These people had a deep respect for ancient cultures, both Indian and Western. They thought it important to discover the sacred texts in order to understand India. They were of the view that a new study of these texts could form the basis of future development in India. They felt that this would not only help the British learn from the Indian culture but would also help Indians rediscover their own heritage.
Many Company officials were influenced by such ideas. They argued in favour of promoting Indian way of learning rather than the Western learning.
With this object, a madarsa was set up in Calcutta in 1781 to promote the study of Arabic, Persian and Islamic law. Similarly, the Hindu College was established in Benares in 1791 to promote the study of ancient Sanskrit texts.
Grave Errors of the East
Many other officials were highly critical of the Orientalists. They said that the knowledge of the East was faulty and unscientific. They argued that it would be a futile exercise to promote the study of Arabic and Sanskrit language and literature.
James Mills was among the vociferous critics of the Orientalism. He argued that the aim of education should be to teach what was useful and practical.

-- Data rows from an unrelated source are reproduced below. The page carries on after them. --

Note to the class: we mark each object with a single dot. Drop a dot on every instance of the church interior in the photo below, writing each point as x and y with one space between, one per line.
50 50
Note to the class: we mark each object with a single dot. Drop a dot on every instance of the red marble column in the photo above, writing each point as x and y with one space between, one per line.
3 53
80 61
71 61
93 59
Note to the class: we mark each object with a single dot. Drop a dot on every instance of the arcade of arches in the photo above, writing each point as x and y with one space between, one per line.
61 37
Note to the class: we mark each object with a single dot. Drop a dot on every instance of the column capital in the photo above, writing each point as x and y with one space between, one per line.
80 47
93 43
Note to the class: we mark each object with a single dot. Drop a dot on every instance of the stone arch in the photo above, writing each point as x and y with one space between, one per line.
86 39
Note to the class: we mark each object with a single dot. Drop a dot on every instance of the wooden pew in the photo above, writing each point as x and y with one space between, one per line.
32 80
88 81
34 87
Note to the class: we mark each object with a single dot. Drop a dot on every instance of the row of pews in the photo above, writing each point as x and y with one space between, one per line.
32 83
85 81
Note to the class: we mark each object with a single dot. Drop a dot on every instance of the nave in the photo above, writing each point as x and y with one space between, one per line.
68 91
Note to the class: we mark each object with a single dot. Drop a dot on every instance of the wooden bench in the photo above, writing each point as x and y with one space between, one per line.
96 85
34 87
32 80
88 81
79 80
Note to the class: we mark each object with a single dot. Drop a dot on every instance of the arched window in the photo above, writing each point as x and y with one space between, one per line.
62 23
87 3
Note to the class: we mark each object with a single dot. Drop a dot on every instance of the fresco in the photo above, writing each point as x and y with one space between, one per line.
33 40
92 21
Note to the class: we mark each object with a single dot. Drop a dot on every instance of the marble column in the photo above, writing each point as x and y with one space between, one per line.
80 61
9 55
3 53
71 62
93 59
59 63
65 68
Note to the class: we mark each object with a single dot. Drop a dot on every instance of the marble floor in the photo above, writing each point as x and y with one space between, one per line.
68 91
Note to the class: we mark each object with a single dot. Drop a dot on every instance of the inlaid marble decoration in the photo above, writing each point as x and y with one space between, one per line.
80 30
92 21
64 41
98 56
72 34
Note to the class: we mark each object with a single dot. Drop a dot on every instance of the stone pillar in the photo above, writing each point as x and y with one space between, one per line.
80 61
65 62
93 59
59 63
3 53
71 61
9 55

He was in favour of making the Indians familiar with the scientific and technical advances that the West had made.
Thomas Babington Macaulay was another prominent critic of Orientalism. He thought that India was an uncivilized country, and it was the duty of the colonial rulers to civilize the Indians. He was of the view that the English language was necessary to help people in civilizing, changing their tastes, values and culture.
English Education Act 1835
Working on Macaulay's advice, the English Education Act of 1835 was introduced. As per this Act, English was to be made the medium of instruction and promotion of Oriental institutions would be stopped.
Education for Commerce
In 1854, the Court of Directors of the East India Company in London sent and educational despatch to the Governor General in India. It was issued by Charles Wood, the President of the Board of Control of the Company. It came be known as Wood's Despatch. Some salient points of this Despatch are as follows:
- European learning would enable Indians to understand the advantages of expansion of trade and commerce.
- Indians would understand the importance of development of resources of the country.
- Learning the European ways of life would change the taste of Indians and would create the demand for British goods.
- European learning would improve the moral character of Indians. This would help in ensuring a good supply of civil servants who could be trusted.
Various steps were taken to start the new system of education. Education departments were set up to control all matters related to education. A system of university education was established.